Re: SQUID store_url_rewrite

Amos Jeffries <squid3@xxxxxxxxxxxxx> · Wed, 01 Jun 2011 12:39:11 +1200

On Tue, 31 May 2011 20:47:13 +0300, Ghassan Gharabli wrote:
Im sorry again for the last email but I also have something to ask 
for ..

(m/^http:\/\/(.*?)(\.[^\.\-]*?\..*?)\/([^\?\&\=]*)\.([\w\d]{2,4})\??.*$/)

now Im talking about this element ([\w\d]{2,4}) which seems to match
.ex , .ext or .exte for example .mp3

I understand that \w matches an alphanumeric character, including "_"
same as [A-Za-z0-9_] in ASCII

that I know it finds for numbers , letters including underscore ..
which is correct here but the thing that is confusing ot me
also we have used \d which finds for matches a digit same as [0-9] in
ASCII.. so we have used 0-9 twice! any comment about it?

No idea. As you say, it seems to be redundant.

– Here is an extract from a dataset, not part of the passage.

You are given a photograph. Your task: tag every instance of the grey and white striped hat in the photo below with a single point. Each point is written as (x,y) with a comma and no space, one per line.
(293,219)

Im also seeing these urls again

#generic http://variable.domain.com/path/filename."ex";, "ext" or 
"exte"
#http://cdn1-28.projectplaylist.com
#http://s1sdlod041.bcst.cdn.s1s.yimg.com

^ means that we matches the beginning of a line or string.
m/^http:\/\/ ... we used at the start (.*?) which seems to be to find
anything !

Yes.

If we want to look at this url ; 
#http://s1sdlod041.bcst.cdn.s1s.yimg.com

If Im correct then (.*?) means to match "s1sdlod041" and then the
second element(\.[^\.\-]*?\..*?) we moved to . after
"s1sdlod041" so nw we have "http://s1sdlod041."; but I want to know 
how
about "[^\.\-]*?\..*?" like [] or we used ^ for \. and \-
coz we are also finding dashes or dots .. after that we used "*"
anything! and then Question Mark "?" .. something also confusing to 
me
"\.." or "\..*?" .

(.*?) should match the whole: "s1sdlod041.bcst.cdn.s1s" or 
"evil.com/?url=http://blah";. Then...

Maybe a bug: this should probably be: ([\w\-\.]?) to avoid that OR.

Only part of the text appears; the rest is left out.